Scholefield Family Tree

Well, it turns out that my caution was warranted. A while back, I was searching for Mary Virginia Scholefield who reportedly married a McMillan. That was all I had, so I did some census searching and found a woman who appeared to be the woman I was looking for.1 It turns out that she was not the right one. My gut was wrong.

Based on more recent findings, I now know that Virginia’s husband was named Arthur C. McMillan.2 Even though the record located was not specific about the source of the information, there are other sources that confirm their marriage.

A census search for a Virginia Mc Millan (notice the space) with a husband named Arthur living in New York City in 1900 turns up this family:3

McMillan, Arthur E, Head, W, M, Aug 1862, married 8 years, New York, New York, Massachusetts, Clergyman, can read, write and speak English, rents a house
——, Virginia S, Wife, W, F, Apr 1862, 8 years, 3 children, 3 living, New York, Massachusetts, New York, Housekeeper, can read, write and speak English
——, John B, Son, W, M, Sep 1893, 6, Single, Colorado, New York, New York, attended school 5 months, can read, write and speak English
——, George S, Son, W, M, July 1895, 4, Single, Colorado, New York, New York, school 5 months
——, Helen DeG, Daughter, W, F, Oct 1898, 1, Single, Colorado, New York, New York
Bagley, Maggie, Cook, B, F, Nov 1883, 16, Single, Virginia, Virginia, Virginia, Servant, school 4 months, can read, write and speak English

Since the daughter is named Helen DeG (likely short for DeGraff) and one son is named George S (likely short for Scholefield), one may assume that the children were named for family members. Helen was named after her grandmother and George after his uncle.

A Google search for — arthur mcmillan “virginia scholefield” — returns a GoogleBooks hit for the Hamilton Literary Magazine. Arthur was a Hamilton College alumn, graduating in 1886, and the college’s paper carried an announcement of his marriage.4

This corroborates both the odd finding on FamilySearch as well as the caculated year of marriage from the 1900 Census.

blockquoteMcMILLAN—SCHOLEFIELD—In New York city, 65 West 70th Street, Tuesday evening. June 21, 1892, Rev. Arthur Chase McMillan. ’86, of Granite, Montana, and Miss Virginia Scholefield, daughter of Mrs. Helen M. Scholefield.

To more clearly discover the birth dates of the children (remember, that is as far as this project will extend), there are several options. Unfortunately, Colorado did not begin to record birth records at the state level until 1907. Back at Ancestry.com, the WWI draft registration cards report that John Baylies McMillan was born on 2 Sep 1893 in Canon City, Colorado.5 His brother George S. was born 26 Jul 1895 in the same city.6 Now that we have a place where the three children were likely born, we discover that there are birth records for Canon City back to 1885 held by the county clerk, but they aren’t online.

Helen is the one that a researcher would anticipate problems for when attempting to locate a more specific date of birth. Anytime a genealogist deals with women, they have to locate a key piece of data: her name change. However, Helen turned out to be only partially a pain — I attacked the problem by looking at her relatives. A Google search for her brother John’s full name in quotes returns a result for his obituary which was carried in The Altamont Enterprise (yes, I still don’t want this information, but there is a method to my madness). Helen’s name is reported as “Mrs. E.H. Hendrickson.” Back on Ancestry I locate a result in the SSDI for a Helen Hendrickson whose last residence was in Westchester County, New York. She might be correct, but her birthdate is 23 Jul 1898 instead of October 1898. So I know her name, but narrowing down her actual birthdate is problematic.

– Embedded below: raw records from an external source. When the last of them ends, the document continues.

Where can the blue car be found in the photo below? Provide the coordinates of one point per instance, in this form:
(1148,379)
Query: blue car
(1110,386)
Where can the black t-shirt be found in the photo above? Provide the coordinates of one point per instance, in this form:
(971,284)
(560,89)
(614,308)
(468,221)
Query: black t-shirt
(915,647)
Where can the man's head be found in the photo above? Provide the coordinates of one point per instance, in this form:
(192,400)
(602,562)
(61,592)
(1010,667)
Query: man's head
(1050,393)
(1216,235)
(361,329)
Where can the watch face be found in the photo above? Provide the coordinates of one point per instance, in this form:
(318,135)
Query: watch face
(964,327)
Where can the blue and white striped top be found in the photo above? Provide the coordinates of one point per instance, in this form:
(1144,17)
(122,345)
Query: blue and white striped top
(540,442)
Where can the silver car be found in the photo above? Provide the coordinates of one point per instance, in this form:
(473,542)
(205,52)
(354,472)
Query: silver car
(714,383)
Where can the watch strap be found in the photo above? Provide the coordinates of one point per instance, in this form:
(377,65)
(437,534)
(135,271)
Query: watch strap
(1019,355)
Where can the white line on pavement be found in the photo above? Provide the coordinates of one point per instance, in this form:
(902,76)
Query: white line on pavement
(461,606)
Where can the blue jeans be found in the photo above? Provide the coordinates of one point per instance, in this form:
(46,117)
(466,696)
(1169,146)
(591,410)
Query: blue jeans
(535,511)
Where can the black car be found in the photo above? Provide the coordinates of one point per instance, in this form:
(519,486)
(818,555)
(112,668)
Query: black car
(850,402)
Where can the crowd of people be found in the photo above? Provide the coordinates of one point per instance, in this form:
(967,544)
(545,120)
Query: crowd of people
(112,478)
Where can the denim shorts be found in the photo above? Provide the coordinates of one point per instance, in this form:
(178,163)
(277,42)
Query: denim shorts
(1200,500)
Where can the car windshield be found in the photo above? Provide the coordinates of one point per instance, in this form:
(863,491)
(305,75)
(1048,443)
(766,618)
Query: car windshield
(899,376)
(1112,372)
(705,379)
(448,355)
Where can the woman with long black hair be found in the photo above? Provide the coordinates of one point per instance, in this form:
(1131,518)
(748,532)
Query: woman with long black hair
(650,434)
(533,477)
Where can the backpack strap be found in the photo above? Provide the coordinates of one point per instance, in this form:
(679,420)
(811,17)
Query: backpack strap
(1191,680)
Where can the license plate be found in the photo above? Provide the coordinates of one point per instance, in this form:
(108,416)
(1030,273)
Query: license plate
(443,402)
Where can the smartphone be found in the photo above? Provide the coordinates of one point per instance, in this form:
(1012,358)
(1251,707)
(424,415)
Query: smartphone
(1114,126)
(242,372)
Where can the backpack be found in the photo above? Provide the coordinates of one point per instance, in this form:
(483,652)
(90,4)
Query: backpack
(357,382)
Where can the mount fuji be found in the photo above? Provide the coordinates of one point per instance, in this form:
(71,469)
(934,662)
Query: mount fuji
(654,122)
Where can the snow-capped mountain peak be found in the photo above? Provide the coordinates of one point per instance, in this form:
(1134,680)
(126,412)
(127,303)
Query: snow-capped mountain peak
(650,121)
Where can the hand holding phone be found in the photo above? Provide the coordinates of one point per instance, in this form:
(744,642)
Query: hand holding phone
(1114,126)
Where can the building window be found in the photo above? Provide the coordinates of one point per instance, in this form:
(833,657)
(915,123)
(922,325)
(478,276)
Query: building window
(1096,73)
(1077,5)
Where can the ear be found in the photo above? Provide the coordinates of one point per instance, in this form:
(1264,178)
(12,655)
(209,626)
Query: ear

1. See post dated 24 Oct 2008.
2. See post dated 8 Dec 2008.
3. 1900 U.S. census, New York County, New York population schedule, New York City, Borough of Manhattan, enumeration district (ED) 478, sheet 18B, p. 140 (reverse, stamped), dwelling 83, family 424, Arthur E McMillan household; digital images, Ancestry.com (http://www.ancestry.com : accessed 23 Dec 2008); citing National Archives and Records Administration microfilm T623, roll 1103.
4. “Married,” Hamilton Literary Magazine, Jun 1892, 36; digital images, Google Book Search (http://books.google.com : accessed 23 Dec 2008).
5. “World War I Draft Registration Cards, 1917-1918,” database and images, Ancestry.com (http://www.ancestry.com : accessed 23 Dec 2008), John Baylies McMillan, no. 147, Draft Board 4, Syracuse, Onondaga County, New York; citing World War I Selective Service System Draft Registration Cards, 1917-1918.
6. Ibid., George S. McMillan, no. 24, Draft Board 2, Yonkers, Westchester County, New York.